Born in 1936, Jamerson learnt to play the double bass while a pupil at Detroit’s Northwestern High School and spent the early years of his career playing with jazz groups. He switched to the electric instrument in 1961, at just about the time he was starting to work in the Motown studio, but on many of his recordings you can hear the influence of his grounding in jazz in the fluency of his double-time fills and run-ups, the passing notes, the register leaps, a willingness to add syncopation through the use of rests, and — on a track like this — the ability to “walk” a 4/4 rhythm. There are even times on some of the early Motown tracks, such as “A Love Like Yours (Don’t Come Knocking Everyday)”, the B-side of Martha and the Vandellas’ “Heat Wave”, recorded in 1963, when it sounds as though he was still using the upright instrument. And listen to him on the Supremes’ magnificent “Love Is Here (And Now You’re Gone)” from 1966, how he reshapes what must have begun life as a basic four-on-the-floor stomper with leaping triplet-based figures and a lovely, almost acoustic tone that would not have shamed Charles Mingus.

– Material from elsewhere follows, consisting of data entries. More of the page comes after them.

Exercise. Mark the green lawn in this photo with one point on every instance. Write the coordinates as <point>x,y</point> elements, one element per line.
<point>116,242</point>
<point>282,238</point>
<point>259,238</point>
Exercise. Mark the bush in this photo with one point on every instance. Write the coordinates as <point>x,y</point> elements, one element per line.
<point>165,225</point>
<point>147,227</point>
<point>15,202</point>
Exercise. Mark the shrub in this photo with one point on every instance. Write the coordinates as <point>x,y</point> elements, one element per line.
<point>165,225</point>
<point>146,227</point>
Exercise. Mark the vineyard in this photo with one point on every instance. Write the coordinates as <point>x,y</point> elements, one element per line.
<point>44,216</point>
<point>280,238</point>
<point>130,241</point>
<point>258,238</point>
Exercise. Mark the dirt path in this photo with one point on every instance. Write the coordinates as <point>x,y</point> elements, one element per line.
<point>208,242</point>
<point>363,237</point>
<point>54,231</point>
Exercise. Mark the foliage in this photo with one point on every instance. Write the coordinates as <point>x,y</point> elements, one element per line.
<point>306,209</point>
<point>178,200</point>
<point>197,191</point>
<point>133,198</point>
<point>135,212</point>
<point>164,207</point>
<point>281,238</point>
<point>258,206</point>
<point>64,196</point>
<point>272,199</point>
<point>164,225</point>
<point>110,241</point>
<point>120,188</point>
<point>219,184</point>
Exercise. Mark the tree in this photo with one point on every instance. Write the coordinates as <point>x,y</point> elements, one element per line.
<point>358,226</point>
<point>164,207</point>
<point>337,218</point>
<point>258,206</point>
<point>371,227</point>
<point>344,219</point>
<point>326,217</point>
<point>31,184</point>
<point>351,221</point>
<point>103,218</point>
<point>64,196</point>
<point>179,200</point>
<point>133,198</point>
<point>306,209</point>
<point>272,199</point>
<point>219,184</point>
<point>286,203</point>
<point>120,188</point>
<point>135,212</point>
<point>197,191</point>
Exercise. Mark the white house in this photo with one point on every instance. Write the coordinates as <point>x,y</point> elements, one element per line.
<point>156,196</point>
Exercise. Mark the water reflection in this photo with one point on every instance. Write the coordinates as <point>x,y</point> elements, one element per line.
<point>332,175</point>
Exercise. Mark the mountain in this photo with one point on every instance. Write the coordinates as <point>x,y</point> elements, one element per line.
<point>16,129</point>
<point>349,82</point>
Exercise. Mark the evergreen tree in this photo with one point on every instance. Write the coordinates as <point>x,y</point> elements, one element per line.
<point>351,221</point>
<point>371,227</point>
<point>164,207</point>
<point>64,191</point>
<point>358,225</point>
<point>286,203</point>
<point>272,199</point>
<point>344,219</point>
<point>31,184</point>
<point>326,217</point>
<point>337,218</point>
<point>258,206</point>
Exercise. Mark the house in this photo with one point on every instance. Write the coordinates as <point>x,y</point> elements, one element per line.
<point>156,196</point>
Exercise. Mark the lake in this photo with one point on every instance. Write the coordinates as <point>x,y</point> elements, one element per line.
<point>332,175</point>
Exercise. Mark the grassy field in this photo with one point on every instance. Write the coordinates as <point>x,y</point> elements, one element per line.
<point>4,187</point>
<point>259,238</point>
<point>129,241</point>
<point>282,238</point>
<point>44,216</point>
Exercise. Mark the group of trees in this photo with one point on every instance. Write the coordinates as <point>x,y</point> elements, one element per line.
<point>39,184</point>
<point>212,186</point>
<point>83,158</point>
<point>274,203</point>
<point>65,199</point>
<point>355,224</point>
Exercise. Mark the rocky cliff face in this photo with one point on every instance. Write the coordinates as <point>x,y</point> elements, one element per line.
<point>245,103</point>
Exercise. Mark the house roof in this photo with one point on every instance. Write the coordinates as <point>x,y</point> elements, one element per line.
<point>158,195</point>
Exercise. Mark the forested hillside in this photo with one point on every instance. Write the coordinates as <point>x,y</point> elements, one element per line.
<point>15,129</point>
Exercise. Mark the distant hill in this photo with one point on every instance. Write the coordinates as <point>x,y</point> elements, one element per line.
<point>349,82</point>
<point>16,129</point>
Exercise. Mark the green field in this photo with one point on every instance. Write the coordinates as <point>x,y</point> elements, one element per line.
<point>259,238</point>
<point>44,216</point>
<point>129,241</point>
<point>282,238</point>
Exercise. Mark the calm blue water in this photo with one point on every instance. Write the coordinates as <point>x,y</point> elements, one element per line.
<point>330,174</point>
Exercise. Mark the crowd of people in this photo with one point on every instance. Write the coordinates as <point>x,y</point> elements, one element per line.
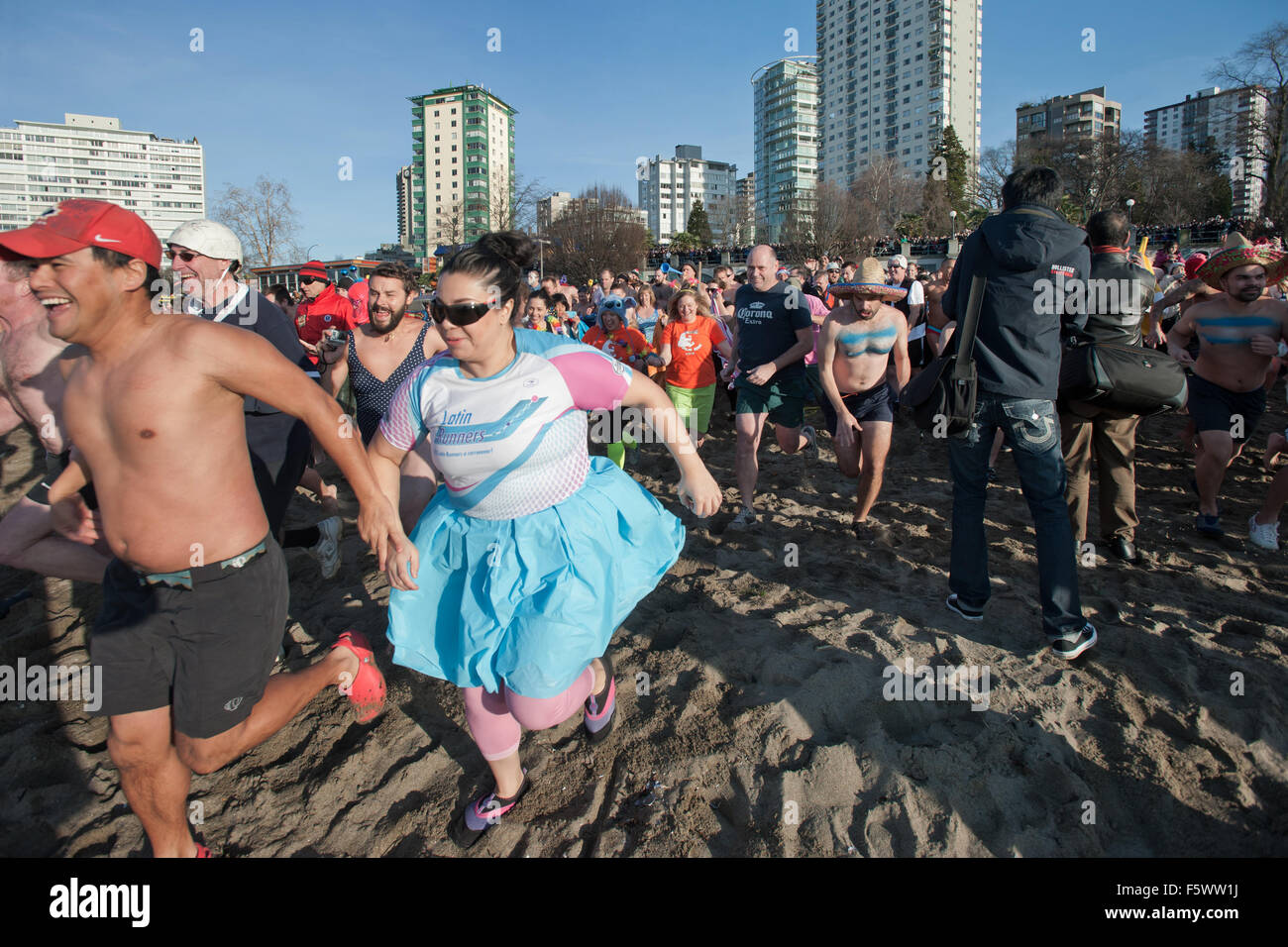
<point>467,427</point>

I wish I had the skill and patience to transcribe his playing on “No More Tear Stained Make Up”. Ranging up and down the stave and across the bar-lines, it would probably look as beautiful as it sounds.

* The photograph is taken from Standing in the Shadows of Motown: The Life and Music of the Legendary Bassist James Jamerson, the self-published book by Dr Licks (Allan Slutsky) which first appeared in 1989 and sparked the interest that led to a Grammy-winning documentary film in 2002 and the highly successful reunion tours of the Funk Brothers, as the Motown session men called themselves — too late, alas, for Jamerson, who died in 1983, aged 47.